Example workflow structure:

# src/dataflow/workflows/my_workflow.py
from dataflow.triggers.cronjob import cronjob
from dataflow.connection import MongoDB, MicrosoftSQLServerConnection

@cronjob("0 * * * *", name="hourly_sync")
def sync_data():
   # Your ETL logic here
   pass

@cronjob("30 2 * * *", name="daily_cleanup")
def cleanup_data():
   # Your cleanup logic here
   pass

@mongodb_change_stream("mongodb://localhost:27017", "mydb", "mycollection", name="realtime_sync")
def realtime_sync():
   # Your real-time sync logic here
   pass

You can then set the WORKFLOW environment variable to my_workflow to run all the worflows defined in that file.

Utilities (utils.py)

The utils.py module provides helper functions for logging, configuration management, and common data transformations used across the codebase.

ETL Pattern

A typical Dataflow ETL job follows this pattern:

from dataflow.triggers.cronjob import cronjob
from dataflow.connection import MicrosoftSQLServerConnection, MongoDB
import pandas as pd

@cronjob("*/15 * * * *", name="etl_job")
def etl_job():
    # 1. EXTRACT - Connect to source and fetch data
    source = MicrosoftSQLServerConnection(
        server="source-server",
        database="source_db",
        username="user",
        password="pass"
    )
    source.connect()
    raw_data = source.fetch("SELECT * FROM source_table WHERE updated > ?", (last_sync,))

    # 2. TRANSFORM - Process and clean data
    df = pd.DataFrame(raw_data)
    df['timestamp'] = pd.to_datetime(df['timestamp'])
    df['value'] = df['value'].astype(float)
    transformed = df.to_dict('records')

    # 3. LOAD - Insert/update destination
    dest = MongoDB(
        hostname="dest-server",
        database="dest_db",
        username="user",
        password="pass"
    )
    dest.connect()
    for record in transformed:
        dest.upsert("collection", filters={"id": record["id"]}, data=record)

    # 4. CLEANUP - Close connections
    source.disconnect()
    dest.disconnect()

Design Principles

Async-First

All I/O operations use async/await for non-blocking execution.

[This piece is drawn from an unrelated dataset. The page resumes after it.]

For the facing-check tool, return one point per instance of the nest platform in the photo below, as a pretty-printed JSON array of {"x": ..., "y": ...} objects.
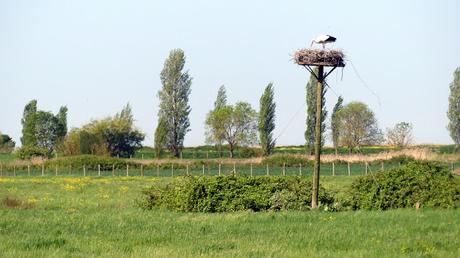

Multiple triggers run concurrently without blocking each other.

Decorator Pattern

Functions decorated with @cronjob, @mongodb_change_stream, or @mssql_change_trigger automatically become Trigger instances.

Security by Default

All database operations use parameterized queries to prevent injection attacks. NoSQL injection is prevented through operator filtering.

Lazy Loading

Database drivers are imported only when connections are instantiated, reducing startup time and memory usage.

Graceful Shutdown

On interrupt (SIGINT), all triggers are stopped cleanly and connections closed.